Of the many attempts at scary visuals, only a scene where a character has his kneecaps drilled and his Achilles heel sliced comes across as shocking. A later, gorier scene in which a woman's eyeball dangles precariously from its socket is truly underwhelming as both an effect and makeup. Poorly executed special effects aside, Roth lacks the necessary skill to negate his low budget with story tension.

Jay Hernandez, so impressive in the 2001 teen romance Crazy/Beautiful, fails to make a compelling lead in Hostel. His boorish American tourist bit is believable but not all that enjoyable or relatable. Co-star Derek Richardson's own wet blanket character is even less impressive, and thus no help to Hernandez. Only Icelandic actor Gudjonsson manages to be entertaining, but he is quickly dispatched. His charming comic presence is missed once he's gone.

Hostel has the hallmarks of the exploitation genre down cold. Buckets of blood are spilled, copious amounts of naked female flesh are displayed; all of the basic horror elements that had once held the genre in the movie ghetto of late night pay cable and direct to video land are featured in Hostel. Something about all that nudity in Hostel, combined with the lack of even one strong female character in Hostel, leads me to wonder whether Eli Roth has a problem with women. 

Hostel is not merely misogynist, the film demonstrates a direct loathing and objectification of women. The women of Hostel  exist to remove their clothing and die horribly. Whether this is a symptom of Roth's inability to write for women, a similar lack of compelling female characters plagued Cabin Fever, or he really does dislike women is up for debate.
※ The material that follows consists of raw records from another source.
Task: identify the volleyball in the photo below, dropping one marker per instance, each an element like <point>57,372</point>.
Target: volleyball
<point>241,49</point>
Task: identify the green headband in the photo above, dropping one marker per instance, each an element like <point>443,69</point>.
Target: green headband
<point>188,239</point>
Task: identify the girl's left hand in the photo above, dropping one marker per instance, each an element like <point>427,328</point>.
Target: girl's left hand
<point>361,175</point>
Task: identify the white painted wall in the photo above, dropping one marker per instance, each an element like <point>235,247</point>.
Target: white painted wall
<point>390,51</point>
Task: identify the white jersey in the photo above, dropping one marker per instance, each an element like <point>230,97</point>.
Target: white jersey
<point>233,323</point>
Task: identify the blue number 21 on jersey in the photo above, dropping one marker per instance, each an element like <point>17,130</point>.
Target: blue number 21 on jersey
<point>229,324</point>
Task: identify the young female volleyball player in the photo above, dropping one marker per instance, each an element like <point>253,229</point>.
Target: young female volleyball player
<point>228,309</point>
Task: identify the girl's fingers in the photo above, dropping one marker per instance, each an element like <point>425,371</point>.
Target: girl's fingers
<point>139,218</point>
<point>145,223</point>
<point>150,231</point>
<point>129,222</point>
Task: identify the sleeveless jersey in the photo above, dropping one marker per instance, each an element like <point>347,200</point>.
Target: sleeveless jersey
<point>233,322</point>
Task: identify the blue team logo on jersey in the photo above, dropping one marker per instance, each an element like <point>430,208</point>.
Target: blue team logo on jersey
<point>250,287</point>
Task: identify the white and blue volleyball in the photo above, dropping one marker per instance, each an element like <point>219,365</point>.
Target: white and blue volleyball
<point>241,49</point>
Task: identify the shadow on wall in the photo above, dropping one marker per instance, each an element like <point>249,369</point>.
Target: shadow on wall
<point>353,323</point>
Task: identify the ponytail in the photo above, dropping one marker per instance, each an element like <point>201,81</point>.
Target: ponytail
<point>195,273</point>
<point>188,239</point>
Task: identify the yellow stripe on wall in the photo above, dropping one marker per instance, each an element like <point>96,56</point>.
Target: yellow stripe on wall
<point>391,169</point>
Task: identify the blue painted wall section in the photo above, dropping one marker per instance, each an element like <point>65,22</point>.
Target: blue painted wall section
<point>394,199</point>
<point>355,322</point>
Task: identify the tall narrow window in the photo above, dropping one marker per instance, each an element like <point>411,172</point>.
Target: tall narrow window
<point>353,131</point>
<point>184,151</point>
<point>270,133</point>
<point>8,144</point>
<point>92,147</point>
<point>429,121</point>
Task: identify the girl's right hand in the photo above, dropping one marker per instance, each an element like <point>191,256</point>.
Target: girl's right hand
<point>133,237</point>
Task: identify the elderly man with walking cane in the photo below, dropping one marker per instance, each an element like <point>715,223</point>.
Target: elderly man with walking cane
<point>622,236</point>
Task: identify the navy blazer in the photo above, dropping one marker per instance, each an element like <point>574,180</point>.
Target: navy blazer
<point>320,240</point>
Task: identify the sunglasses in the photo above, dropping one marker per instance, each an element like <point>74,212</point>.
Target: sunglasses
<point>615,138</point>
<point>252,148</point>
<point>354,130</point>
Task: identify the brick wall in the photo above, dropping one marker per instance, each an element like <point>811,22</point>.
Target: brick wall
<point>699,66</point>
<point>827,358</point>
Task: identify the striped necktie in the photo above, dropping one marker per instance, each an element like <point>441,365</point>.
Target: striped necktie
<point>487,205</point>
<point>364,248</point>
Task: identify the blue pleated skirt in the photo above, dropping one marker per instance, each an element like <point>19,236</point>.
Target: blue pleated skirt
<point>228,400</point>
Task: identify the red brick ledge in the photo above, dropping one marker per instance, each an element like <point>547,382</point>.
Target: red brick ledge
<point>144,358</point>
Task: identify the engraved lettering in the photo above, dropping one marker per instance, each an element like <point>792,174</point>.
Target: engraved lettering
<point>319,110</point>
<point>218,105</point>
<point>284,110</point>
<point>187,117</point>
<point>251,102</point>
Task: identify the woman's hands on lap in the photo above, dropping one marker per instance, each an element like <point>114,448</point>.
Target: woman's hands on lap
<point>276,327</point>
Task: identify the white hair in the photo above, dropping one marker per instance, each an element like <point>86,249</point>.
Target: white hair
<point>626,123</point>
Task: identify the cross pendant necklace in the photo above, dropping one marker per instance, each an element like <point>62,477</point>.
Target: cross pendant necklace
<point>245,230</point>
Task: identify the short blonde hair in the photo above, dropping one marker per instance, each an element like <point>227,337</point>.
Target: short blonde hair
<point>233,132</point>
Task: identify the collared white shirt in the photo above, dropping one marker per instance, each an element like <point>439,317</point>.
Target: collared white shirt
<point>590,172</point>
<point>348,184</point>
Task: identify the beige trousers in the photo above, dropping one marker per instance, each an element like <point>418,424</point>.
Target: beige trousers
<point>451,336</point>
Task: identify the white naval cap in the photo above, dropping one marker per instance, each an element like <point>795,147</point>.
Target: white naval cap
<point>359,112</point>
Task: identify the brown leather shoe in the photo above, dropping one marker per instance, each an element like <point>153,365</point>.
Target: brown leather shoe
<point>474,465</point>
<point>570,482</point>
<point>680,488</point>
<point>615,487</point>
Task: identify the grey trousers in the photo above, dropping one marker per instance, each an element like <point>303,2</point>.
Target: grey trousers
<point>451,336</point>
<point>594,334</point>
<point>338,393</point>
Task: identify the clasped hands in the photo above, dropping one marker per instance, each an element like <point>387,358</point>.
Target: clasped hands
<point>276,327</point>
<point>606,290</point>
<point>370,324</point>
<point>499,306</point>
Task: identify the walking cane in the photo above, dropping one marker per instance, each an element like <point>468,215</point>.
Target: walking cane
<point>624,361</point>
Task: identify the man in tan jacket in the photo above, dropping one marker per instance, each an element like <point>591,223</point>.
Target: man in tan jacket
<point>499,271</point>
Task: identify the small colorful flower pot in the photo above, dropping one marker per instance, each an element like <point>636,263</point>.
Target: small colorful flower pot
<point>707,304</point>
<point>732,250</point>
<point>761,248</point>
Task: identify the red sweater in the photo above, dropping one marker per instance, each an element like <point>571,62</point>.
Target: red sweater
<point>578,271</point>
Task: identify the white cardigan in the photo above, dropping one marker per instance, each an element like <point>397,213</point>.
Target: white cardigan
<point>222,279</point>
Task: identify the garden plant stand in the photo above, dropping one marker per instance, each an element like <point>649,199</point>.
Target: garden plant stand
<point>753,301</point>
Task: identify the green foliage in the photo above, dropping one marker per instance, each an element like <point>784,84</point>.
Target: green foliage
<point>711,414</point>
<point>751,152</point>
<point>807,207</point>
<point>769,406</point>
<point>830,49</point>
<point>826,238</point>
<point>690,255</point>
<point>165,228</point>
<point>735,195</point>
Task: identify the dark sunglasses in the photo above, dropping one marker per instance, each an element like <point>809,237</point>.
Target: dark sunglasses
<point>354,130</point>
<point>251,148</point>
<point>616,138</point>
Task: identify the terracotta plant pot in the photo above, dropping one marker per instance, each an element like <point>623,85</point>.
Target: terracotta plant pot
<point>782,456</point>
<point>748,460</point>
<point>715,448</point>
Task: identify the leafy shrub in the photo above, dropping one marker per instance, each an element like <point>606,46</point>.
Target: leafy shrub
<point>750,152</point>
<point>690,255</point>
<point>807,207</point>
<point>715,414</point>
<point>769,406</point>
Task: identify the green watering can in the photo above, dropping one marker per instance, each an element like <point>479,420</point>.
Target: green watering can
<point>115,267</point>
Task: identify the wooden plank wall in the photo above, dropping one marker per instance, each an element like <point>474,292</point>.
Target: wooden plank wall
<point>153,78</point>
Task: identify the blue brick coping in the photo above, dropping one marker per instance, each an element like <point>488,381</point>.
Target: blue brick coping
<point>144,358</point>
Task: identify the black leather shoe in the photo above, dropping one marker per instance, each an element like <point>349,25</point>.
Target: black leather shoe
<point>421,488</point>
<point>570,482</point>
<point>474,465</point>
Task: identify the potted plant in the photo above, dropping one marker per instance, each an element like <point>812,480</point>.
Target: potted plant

Roth apparently enjoys the company of Quentin Tarantino and yet he seems to have never seen Kill Bill, which provided more than a few examples of how to write convincing, compelling female characters. Then again, writing is not Roth's strong suit anyway. On more than one occasion Roth comes within a few lines of something interesting and walks away to throw more blood and gore at the screen.

Hostel comes close to a clever parody of the current anti-American attitudes so pervasive in Europe where American travelers are encouraged to claim Canadian citizenship to avoid a hassle. Sadly Hostel comes to the precipice of joking about this timely subject but then travels the easier path to exploitation success, more naked flesh and piles of human remains.

There is also, I believe, an unintentional undercurrent of puritanical feelings bubbling beneath the surface of Hostel. The way in which sin and vice lead almost directly to death in Hostel is rather Old Testament. Hostel shares this sex-death link with classic horror movies like A Nightmare On Elm Street and Friday The 13th, but oddly no horror film director has had the nerve to explore this vengeful god scenario in an intellectually satisfying way.

Eli Roth may have earned the appreciation of a true genius in Quentin Tarantino, but there is no evidence in Hostel that Roth actually learned anything from his new mentor. Where Tarantino crafts artful visuals from the lowest of genres, Roth can barely craft a solid scare. That is not to say that Roth won't develop into a good director someday, but for now his work is merely terribly overrated.

For lovers of the exploitation genre, (what writer David Poland has cleverly dubbed the "horror porn" genre, including recent films like Devil's Rejects, High Tension and Wolf Creek) Hostel will be a huge hit. But for fans of well made movies, Hostel is yet another waste of screen space.